Sat, Jan 03, 2009 - Page 2 News List

Taichung honors veteran shoeshiner


Huang Teng-wang, right, shines shoes on Thursday as part of a party that the Taichung Railway Station organized in his honor. Huang has been a shoeshiner at the station since the age of 12 and New Year’s Day marked the 60th anniversary of his entry into the profession.


The Taichung Railway Station (TRS) hosted a party on Thursday in honor of a veteran bootblack who has been offering shoe polishing services at the Taichung station for 60 years.

Huang Teng-wang (黃藤旺) began to work as a shoeshiner at the station at the age of 12 and New Year’s Day marked the 60th anniversary of his entry into the profession. Over the past six decades, Huang has never taken a day off. Even on his wedding day, he returned to work shortly after the wedding ceremony.
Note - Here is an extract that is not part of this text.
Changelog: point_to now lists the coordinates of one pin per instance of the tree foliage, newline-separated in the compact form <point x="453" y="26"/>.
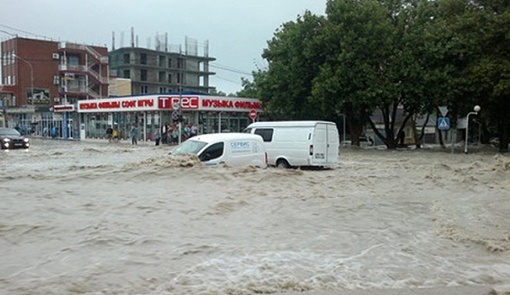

Saying that Huang has become a part of the 100-year-old station, TRS director Su Chen-lin (蘇鎮霖), who took the initiative to organize a party to recognize Huang’s assiduousness and dedication to his job, described his serious and down-to-earth work ethic as admirable and worthy of public recognition.

Su presented an honorary plaque to Huang on behalf of the station, while a local tourist hotel contributed a shoe-shaped cake in his honor.

Over the years, many of Huang’s patrons have developed a loyal friendship with him and some of them, including doctors, school principals and social celebrities, attended the party to extend their best wishes.

Moved by the warmth extended by his clientele, Huang announced his decision to donate all of his income on the first two days of the new year to the Taichung City-based Maria Social Welfare Foundation.

Born into a poor family, Huang did not have the luxury of an education and throughout his life made a living shining shoes at the railway station, working from 8am to 7pm.

With his diligence and thrift, he managed to support his family, including his parents, siblings and six children.

Nevertheless, Huang said, shoeshining is a sunset profession. At the height of his career, he said, he polished an average of between 40 and 50 pairs of shoes or boots a day, but the number has declined to just four or five pairs nowadays.

Throughout his life, Huang said, he must have polished well over 200,000 pairs of shoes which, if laid end to end, would encircle the whole city twice.